El capitalismo impuso la caverna de Platón, con sus seres embelesados en un espectáculo de meras sombras. Triunfo, pues, del que somete. Pero fracaso general de la humanidad, que ya no tiene proyecto, que seguirá creciendo hasta agotar los recursos y envenenar la Tierra. Esa despersonalización, ese callejón sin salida donde se estrellan todas las utopías, esa maquinización generalizada  al servicio de un bien imaginario el dinero es lo que de verdad nos aproxima al fin de la Historia.
Los verdaderos responsables, que son los monopolios y el capital desbocado, procuran culpabilizarnos para que no los distingamos más allá.

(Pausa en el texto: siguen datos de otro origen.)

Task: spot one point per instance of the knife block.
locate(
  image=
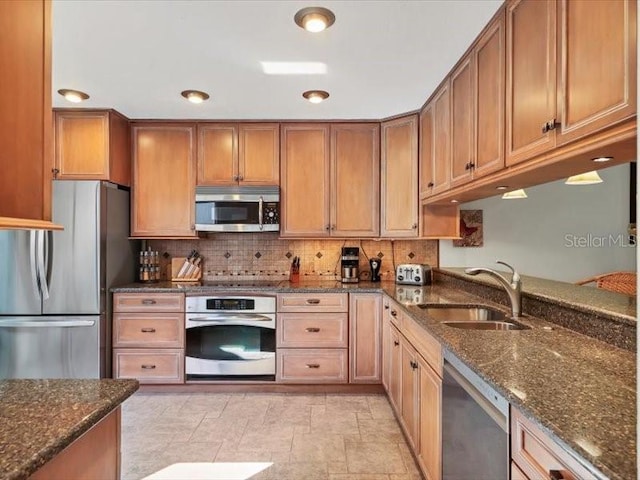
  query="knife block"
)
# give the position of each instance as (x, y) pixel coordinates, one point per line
(176, 266)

Al fin y al cabo, somos sus cómplices porque consumimos más de lo que necesitamos, porque generamos toneladas de basura… ¿Cómo negar que, en conjunto, nos hemos apropiado de la condición de homo detriticus? Nuestros registros fósiles, si hay un futuro tan lejano que los excave, estarán repletos de latas y plásticos.

Quizás un día despertemos y fundemos una nueva cooperación, la de nuestra supervivencia y la del único planeta donde podemos vivir. Entretanto, de lo que se trata es de recuperar la dignidad, de afrontar la abigarrada confusión de nuestra madurez y entender que las cosas nunca fueron fáciles, pero que si alguna vez lo fueron más que ahora, esa Edad de Oro nunca volverá.